I am seeing some irregularities with collecting large files from a filesystem.
We batch process files anywhere from 100MB to 100GB in size. I am currently noticing an issue with larger files.
To troubleshoot I created a collector that reads the data in, and directly writes it back to disk. No other ETL is done on the data.
Result of 1 collection
Result of collecting the same file from the same location using the same event breakers and going to the same destination.
My current environment is 1 leader, 1 worker, and the file is being picked up from an NFS mount.
As you can see from the screenshots, only 3-4 million of the events are being collected of the ~24 million events in the file. The destination is writing to disk about 5-6 GB from the original ~38GB.
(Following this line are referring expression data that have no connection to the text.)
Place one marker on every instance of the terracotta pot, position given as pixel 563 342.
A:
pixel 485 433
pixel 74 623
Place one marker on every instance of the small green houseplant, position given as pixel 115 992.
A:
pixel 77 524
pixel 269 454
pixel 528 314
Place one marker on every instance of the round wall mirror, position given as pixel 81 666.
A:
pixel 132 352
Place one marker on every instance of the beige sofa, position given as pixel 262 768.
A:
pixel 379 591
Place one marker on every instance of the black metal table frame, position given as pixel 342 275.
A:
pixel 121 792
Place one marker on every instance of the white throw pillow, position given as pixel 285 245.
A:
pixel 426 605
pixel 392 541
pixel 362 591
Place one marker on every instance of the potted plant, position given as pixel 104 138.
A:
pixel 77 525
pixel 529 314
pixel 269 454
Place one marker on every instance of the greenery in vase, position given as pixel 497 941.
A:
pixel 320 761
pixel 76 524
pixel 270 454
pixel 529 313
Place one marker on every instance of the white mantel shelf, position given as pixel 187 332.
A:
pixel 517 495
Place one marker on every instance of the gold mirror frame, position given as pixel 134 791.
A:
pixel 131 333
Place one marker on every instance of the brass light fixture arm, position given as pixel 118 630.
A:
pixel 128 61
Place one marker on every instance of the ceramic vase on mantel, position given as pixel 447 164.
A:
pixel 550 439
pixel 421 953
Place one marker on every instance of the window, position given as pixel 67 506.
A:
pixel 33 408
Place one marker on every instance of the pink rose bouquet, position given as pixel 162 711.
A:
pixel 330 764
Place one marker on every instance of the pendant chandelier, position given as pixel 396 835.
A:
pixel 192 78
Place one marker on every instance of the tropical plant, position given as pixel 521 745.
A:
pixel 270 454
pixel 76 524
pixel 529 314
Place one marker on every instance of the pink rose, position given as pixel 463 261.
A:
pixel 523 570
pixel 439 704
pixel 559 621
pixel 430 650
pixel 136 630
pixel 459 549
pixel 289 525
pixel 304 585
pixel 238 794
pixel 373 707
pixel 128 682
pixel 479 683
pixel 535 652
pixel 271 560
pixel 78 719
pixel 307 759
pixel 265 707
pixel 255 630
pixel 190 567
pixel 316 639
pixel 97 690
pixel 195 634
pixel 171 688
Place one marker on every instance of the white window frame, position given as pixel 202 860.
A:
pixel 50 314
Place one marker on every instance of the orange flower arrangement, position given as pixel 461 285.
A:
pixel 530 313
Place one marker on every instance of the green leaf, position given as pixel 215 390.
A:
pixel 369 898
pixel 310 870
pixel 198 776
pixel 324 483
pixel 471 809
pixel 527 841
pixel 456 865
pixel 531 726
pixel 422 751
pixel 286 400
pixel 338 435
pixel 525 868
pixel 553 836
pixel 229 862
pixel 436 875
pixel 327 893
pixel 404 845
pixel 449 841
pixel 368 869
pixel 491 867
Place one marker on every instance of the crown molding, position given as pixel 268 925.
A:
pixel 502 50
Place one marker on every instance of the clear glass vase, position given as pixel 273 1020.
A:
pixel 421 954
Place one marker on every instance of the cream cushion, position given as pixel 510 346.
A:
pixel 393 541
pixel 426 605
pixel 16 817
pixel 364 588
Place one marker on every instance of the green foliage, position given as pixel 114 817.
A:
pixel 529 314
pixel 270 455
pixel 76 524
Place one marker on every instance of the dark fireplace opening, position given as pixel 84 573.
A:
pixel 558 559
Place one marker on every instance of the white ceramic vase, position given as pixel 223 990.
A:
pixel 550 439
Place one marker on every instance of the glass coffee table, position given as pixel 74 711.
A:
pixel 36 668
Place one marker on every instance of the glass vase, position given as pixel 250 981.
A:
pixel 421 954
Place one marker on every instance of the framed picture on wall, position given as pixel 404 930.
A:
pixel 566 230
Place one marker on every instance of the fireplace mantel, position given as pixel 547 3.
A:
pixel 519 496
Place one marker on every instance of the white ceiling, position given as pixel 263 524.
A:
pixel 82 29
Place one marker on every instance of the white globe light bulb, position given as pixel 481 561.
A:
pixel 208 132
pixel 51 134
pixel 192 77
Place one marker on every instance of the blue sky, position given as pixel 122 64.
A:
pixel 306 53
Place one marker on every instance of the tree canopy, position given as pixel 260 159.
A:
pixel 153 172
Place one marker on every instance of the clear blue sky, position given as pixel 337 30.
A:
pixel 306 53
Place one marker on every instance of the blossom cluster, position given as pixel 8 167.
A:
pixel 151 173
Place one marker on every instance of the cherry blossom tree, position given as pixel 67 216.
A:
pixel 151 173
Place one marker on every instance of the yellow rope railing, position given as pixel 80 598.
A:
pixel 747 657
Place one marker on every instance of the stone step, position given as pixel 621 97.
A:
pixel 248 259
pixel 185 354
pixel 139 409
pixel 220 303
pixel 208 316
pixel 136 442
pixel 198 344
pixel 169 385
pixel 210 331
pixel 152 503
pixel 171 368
There are no errors that I see in the job log, and I can’t find any setting regarding worker process limits or job limits that would affect this.
What version of Stream are you on?
Can you show your Collector settings?
Turning on debug on the collector could possibly provide more information.
Stream version: 3.4.1
Most of the collector settings are default.
I have added my event breakers.
Set a custom field for routing specifically back out to the filesystem.
I am going to run a collection with debug on now.
After doing that you can look at the logs for the job by going to Monitoring → Job Inspector.
The majority of the debug logs are…
“message: failed to pop task reason: no task in the queue”
“message: skipping metrics flush on pristine metrics”
Nothing sticks out to me as bad or breaking. No tasks in queue because it’s one file… so only 1 task.
Also this 3rd run has a different amount of events captured again.
Might be worth opening a ticket. I think we will need to take a closer look at your Logs/configurations through a diag.
Sounds good. I’ll open a case with a link to this thread.